The Loeb translation of the poem really doesn’t do justice to the last line and the thematic emphasis of the last word.  PIUS.

227 out of 410 days: Confusing Omens, Confusing Cities

Reverse of RRC 472/1. 1944.100.3525

 

I used to think I was the only person who might mess up Lanuvium and Lavinium.  NOT SO! Apparently Dionysius of Halicarnassus made the same mistake when he told this story:

While Lavinium was building, the following omens are said to have appeared to the Trojans. When a fire broke out spontaneously in the forest, a wolf, they say, brought some dry wood in his mouth and threw it upon the fire, and an eagle, flying thither, fanned the flame with the motion of his wings. But working in opposition to these, a fox, after wetting his tail in the river, endeavoured to beat out the flames; and now those that were kindling it would prevail, and now the fox that was trying to put it out. But at last the two former got the upper hand, and the other went away, unable to do anything further.5 Aeneas, on observing this, said that the colony would become illustrious and an object of wonder and would gain the greatest renown, but that as it increased it would be envied by its neighbours and prove grievous to them; nevertheless, it would overcome its adversaries, the good fortune that it had received from Heaven being more powerful than the envy of men that would oppose it. These very clear indications are said to have been given of what was to happen to the city; of which there are monuments now standing in the forum of the Lavinians, in the form of bronze images of the animals, which have been preserved for a very long time.
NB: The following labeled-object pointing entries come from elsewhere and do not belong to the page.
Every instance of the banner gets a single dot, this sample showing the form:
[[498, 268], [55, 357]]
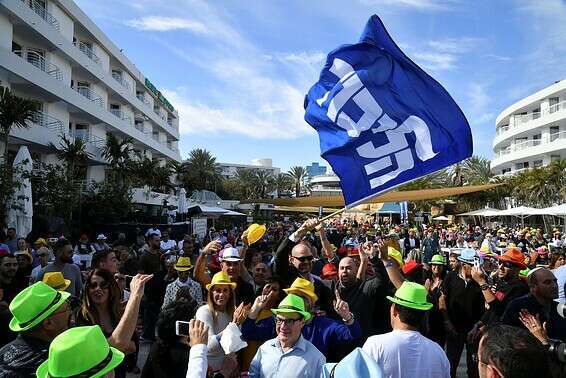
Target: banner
[[382, 121]]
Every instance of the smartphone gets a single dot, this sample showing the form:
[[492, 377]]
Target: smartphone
[[181, 328]]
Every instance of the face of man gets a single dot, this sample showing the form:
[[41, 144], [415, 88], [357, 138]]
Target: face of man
[[8, 267], [547, 285], [347, 271], [231, 268], [288, 328], [260, 273], [301, 258], [66, 254], [110, 263]]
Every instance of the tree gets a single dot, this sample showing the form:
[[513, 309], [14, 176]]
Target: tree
[[201, 171], [14, 112], [297, 174]]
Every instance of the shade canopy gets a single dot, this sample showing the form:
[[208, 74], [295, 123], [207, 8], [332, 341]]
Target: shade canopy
[[397, 196]]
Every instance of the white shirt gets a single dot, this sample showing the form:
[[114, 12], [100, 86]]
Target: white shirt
[[408, 354]]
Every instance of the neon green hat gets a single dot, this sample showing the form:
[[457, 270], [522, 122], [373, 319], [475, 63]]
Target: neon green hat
[[34, 304], [437, 260], [292, 303], [411, 295], [67, 357]]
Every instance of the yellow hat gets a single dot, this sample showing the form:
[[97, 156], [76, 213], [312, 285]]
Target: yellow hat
[[183, 264], [255, 232], [302, 287], [56, 280], [395, 255], [220, 278]]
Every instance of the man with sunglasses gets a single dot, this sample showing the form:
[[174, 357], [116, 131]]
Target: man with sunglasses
[[40, 313], [294, 259]]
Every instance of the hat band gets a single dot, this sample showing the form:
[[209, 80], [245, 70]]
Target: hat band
[[408, 302], [92, 371], [49, 306]]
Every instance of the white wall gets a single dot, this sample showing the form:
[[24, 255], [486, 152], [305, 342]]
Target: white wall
[[5, 32], [66, 23]]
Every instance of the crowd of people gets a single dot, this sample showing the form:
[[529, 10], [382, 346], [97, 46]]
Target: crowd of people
[[312, 299]]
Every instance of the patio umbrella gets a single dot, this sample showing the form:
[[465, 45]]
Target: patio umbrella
[[20, 213]]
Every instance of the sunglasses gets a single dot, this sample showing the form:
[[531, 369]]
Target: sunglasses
[[303, 258], [103, 285]]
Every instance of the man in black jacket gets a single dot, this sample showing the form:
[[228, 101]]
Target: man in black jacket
[[294, 259]]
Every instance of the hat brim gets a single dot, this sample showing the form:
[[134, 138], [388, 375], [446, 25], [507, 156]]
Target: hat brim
[[507, 259], [210, 285], [301, 292], [183, 268], [117, 358], [306, 315], [416, 306], [15, 326]]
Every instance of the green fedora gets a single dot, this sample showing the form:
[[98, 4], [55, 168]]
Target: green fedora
[[67, 357], [411, 295], [34, 304], [292, 303], [437, 260]]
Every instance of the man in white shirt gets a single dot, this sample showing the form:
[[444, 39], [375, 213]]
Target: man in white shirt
[[404, 352]]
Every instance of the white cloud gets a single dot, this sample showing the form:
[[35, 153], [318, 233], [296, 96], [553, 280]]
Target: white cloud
[[158, 23]]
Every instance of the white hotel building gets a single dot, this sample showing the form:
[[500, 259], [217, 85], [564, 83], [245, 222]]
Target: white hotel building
[[532, 132], [50, 51]]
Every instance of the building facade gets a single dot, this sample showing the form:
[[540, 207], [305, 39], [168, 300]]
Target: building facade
[[532, 132], [229, 170], [84, 86]]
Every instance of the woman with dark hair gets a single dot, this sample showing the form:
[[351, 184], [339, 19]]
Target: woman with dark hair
[[169, 355], [101, 305]]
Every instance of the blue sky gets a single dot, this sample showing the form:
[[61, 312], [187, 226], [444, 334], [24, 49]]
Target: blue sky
[[238, 71]]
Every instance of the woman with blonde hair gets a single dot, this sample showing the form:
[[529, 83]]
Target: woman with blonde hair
[[217, 313]]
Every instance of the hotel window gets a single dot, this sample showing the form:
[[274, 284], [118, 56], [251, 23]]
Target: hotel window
[[554, 132]]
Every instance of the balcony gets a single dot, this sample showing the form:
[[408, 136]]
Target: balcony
[[91, 95], [44, 120], [39, 9], [120, 114], [87, 50], [121, 81], [40, 62]]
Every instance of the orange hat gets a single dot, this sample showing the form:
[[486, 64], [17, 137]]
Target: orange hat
[[514, 256]]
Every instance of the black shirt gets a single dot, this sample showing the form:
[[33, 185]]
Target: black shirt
[[22, 357], [464, 301]]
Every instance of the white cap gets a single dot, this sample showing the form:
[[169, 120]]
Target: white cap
[[230, 254]]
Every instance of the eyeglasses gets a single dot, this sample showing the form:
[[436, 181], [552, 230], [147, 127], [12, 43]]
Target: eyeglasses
[[285, 321], [303, 258], [103, 285]]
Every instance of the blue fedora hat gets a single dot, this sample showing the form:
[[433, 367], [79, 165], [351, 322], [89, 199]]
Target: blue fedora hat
[[467, 255], [356, 364]]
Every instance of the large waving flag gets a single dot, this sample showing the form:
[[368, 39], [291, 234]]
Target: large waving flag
[[382, 121]]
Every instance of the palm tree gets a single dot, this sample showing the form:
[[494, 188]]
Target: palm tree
[[14, 112], [201, 170], [72, 153], [297, 174]]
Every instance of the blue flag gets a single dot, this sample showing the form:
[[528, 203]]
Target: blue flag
[[382, 121]]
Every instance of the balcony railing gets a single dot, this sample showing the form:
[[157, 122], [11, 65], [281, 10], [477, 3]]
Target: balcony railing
[[520, 146], [121, 81], [42, 119], [39, 9], [91, 95], [87, 50], [143, 99], [40, 62], [120, 114]]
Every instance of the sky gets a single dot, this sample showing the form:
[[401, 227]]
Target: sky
[[238, 71]]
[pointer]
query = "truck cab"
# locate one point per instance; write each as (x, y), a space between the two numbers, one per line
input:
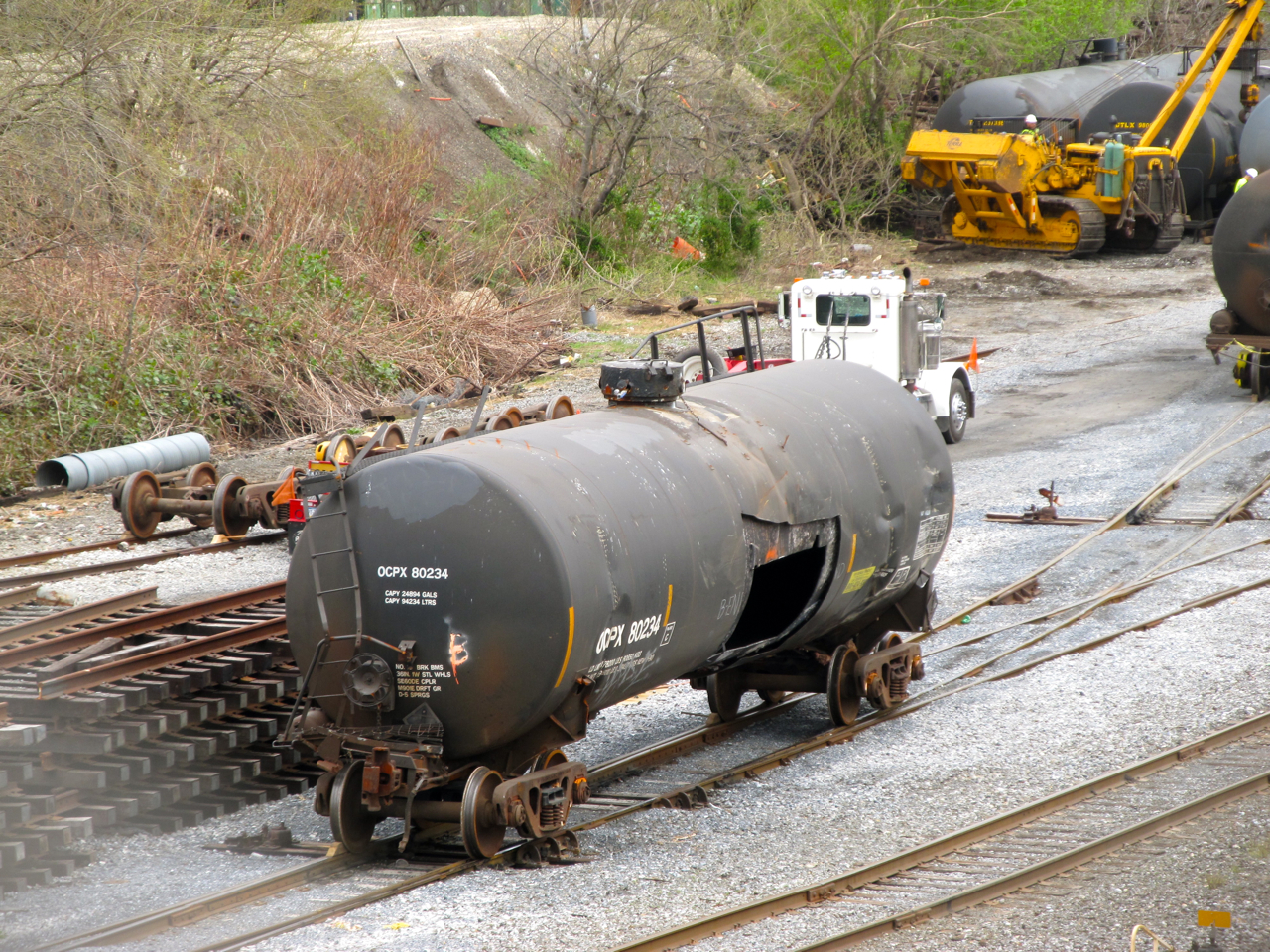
(880, 321)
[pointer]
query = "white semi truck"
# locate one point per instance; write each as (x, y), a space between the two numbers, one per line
(880, 321)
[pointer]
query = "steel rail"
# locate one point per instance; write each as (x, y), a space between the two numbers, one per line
(51, 553)
(73, 616)
(123, 627)
(195, 910)
(123, 565)
(203, 906)
(816, 892)
(14, 597)
(206, 906)
(1188, 465)
(1047, 869)
(751, 769)
(1129, 589)
(197, 647)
Why should we assume he’s wrong?  Or at least that the attribution of this prophecy is disputed? Whelp.  The obverse of the above coin looks like this:

Obverse of RRC 472/1. 1944.100.3525

 

That’s Juno Sospita, the patron goddess of Lanuvium!  The moneyer’s family is well known for celebrating their connection to this city on their coins.  If there was a statue that looked like the reverse, it probably stood in that forum, not at Lavinium.  Add in this tantalizing bit of Horace:

Bk III: XXVII Europa

 Let the wicked be led by omens of screeching

from owls, by pregnant dogs, or a grey-she wolf,

hurrying down from Lanuvian meadows,

or a fox with young:

And we can be pretty sure that Lanuvium that claimed the she-wolf and by extension the eagle as prodigies of its foundation.  

It’s also a nice example of the wolf as a non-Roman, but still Latin, symbol, one that is morphed into a proto-Roman symbol through its alignment to the Aeneas narrative.

Pity its too late for the book.  Thank goodness for this blog as a thought dumping space.